Friday, October 17, 2008

Worry About Being A Adult

Do I worry? Not so much now. There are years between adulthood and myself that I have many other things to worry about--like the present. Getting through school and other stresses that throw themselves up in my face at the last minute. Assignments that seem so monumental now, but are really minuscule in the grand scheme of things. But there are times late at night or times when there is a lull period that my mind wanders to other things that are lodged in my subconscious.
Times when I think about moving out and and paying taxes on my own like my father has done on so many late nights. Times when I find myself thinking about the stress that my parents go through for us; running around and getting to places that we think are no big deal. Times when I realize that one day I won't have my parents to lean on for support and money and clothing, food and shelter. Where I will have to make my own money and find the time to pay my rent or house payments or credit cards. 
Sometimes after I pay heed to all these things, I wonder if going to live in the forest as a hermit would permit less stress. Of course I would have to buy necessities before leaving. Then hunt my own food and find adequate plants to eat so I didn't end up poisoning myself. 

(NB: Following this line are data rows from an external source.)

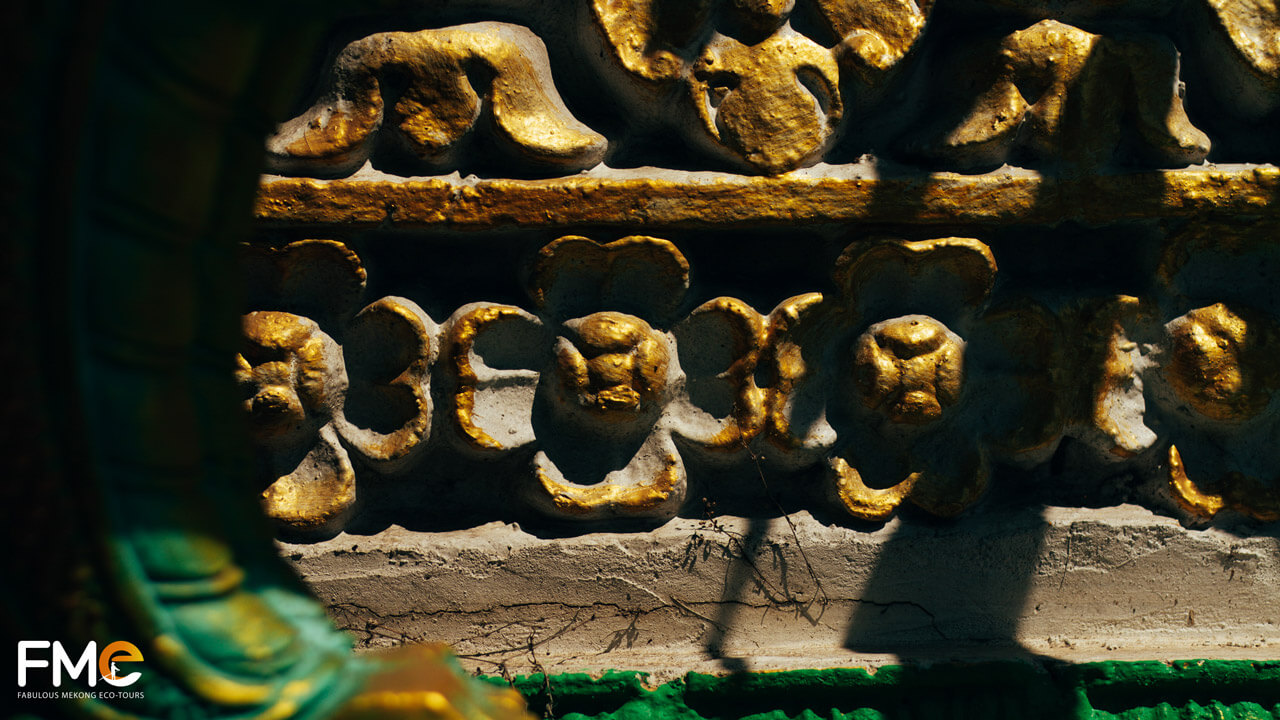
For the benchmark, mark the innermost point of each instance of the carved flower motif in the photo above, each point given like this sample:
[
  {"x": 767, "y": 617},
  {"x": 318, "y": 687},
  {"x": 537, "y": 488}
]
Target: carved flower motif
[
  {"x": 1198, "y": 381},
  {"x": 305, "y": 396},
  {"x": 890, "y": 402},
  {"x": 594, "y": 387}
]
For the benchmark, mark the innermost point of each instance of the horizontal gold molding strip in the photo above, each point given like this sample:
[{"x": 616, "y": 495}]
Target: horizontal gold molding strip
[{"x": 684, "y": 199}]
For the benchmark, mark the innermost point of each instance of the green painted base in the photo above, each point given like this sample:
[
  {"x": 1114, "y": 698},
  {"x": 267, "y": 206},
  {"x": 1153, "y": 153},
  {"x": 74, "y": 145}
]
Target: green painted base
[{"x": 1188, "y": 689}]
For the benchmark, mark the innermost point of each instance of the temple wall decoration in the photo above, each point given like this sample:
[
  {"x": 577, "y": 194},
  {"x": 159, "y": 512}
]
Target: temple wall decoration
[
  {"x": 702, "y": 340},
  {"x": 950, "y": 322}
]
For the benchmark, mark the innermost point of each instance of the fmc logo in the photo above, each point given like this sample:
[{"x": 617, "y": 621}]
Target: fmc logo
[{"x": 119, "y": 651}]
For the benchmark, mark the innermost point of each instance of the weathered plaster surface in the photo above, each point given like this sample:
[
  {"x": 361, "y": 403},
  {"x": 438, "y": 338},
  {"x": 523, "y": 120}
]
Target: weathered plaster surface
[{"x": 1116, "y": 583}]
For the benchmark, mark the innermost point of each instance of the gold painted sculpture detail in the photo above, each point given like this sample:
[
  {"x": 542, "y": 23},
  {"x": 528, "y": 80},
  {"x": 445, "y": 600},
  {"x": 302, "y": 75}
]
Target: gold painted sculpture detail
[
  {"x": 886, "y": 402},
  {"x": 1064, "y": 95},
  {"x": 1198, "y": 387},
  {"x": 310, "y": 400},
  {"x": 440, "y": 106},
  {"x": 597, "y": 390}
]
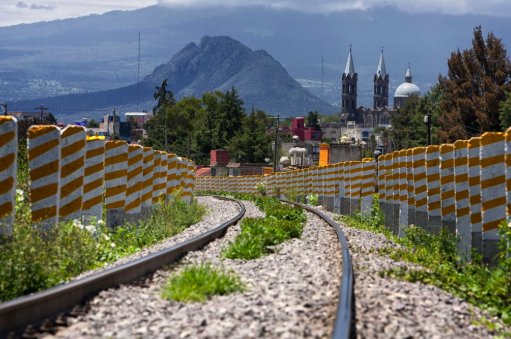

But then again, I wonder how I would keep in touch with my family and friends. Silence would eventually drive even the sanest person crazy.
But for now, I don't have yet to worry about those things. I do have apprehension for the future--who wouldn't?--but I don't let it plague me until I go crazy myself. 
Before that happens though I usually switch off my light and lull myself to sleep with promises of tomorrow, and of the fact that my life has yet to come to that cross-road.